The two groups fill important gaps, particularly among primary care physicians, nurses in hospital settings, and other areas with worker shortages, according to findings published in the November issue of Health Affairs.
However, continuing to rely on foreign-educated and foreign-born health workers may reduce incentives for the nation to address problems such as the inadequate supply of primary care physicians. This, in turn, could lead to a less-stable U.S. health care workforce, researchers said.

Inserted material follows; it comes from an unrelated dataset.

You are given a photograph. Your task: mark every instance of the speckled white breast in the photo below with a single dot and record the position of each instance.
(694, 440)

“There is no cohesive national policy that outlines a strategy for how to incorporate foreign-born and foreign-trained health professionals into the U.S. workforce,” said Peggy G. Chen, MD, MS, MHS, the study’s lead author and an associate natural scientist at RAND, a nonprofit research organization. “Policy changes could increase the stability of the nation’s health care workforce, while also improving the experiences of foreign-born health workers.”
The study outlines the contributions that foreign-educated and foreign-born health professionals make, including:
- Physicians who were educated outside the United States account for about 25 percent of the U.S. physician workforce, with the largest groups being from India, the Philippines, Pakistan, Mexico, and the Dominican Republic.

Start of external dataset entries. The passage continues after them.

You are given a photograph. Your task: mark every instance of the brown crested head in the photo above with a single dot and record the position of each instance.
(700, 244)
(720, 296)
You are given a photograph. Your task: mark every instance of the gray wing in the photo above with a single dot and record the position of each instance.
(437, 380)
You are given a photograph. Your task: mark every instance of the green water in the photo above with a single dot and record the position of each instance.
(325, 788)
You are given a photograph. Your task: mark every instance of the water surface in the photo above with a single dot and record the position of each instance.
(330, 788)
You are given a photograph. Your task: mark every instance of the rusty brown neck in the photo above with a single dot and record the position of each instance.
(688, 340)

- Foreign-born registered nurses account for 12 percent to 15 percent of RNs in the United States, with 5.4 percent both foreign born and foreign educated. The largest number of foreign-born and foreign-educated RNs are from the Philippines, followed by Canada, India, the United Kingdom, and Nigeria.
- Among direct-care workers, a category that includes nursing aides and home health aides, foreign-born individuals account for 20 percent to 24 percent of the workforce. The largest numbers of foreign-born direct-care workers are from Mexico, the Philippines, Jamaica, Haiti, and the Dominican Republic. It is estimated that 20 percent of direct-care workers are undocumented immigrants.
Despite their significant representation in the workforce, foreign-born and foreign-educated health workers say they often face problems such as unethical recruitment practices, discrimination in the workplace, and difficulties navigating cultural differences. In addition, migration of health workers to the United States may leave lower-income nations with workforce shortages and weaker health systems.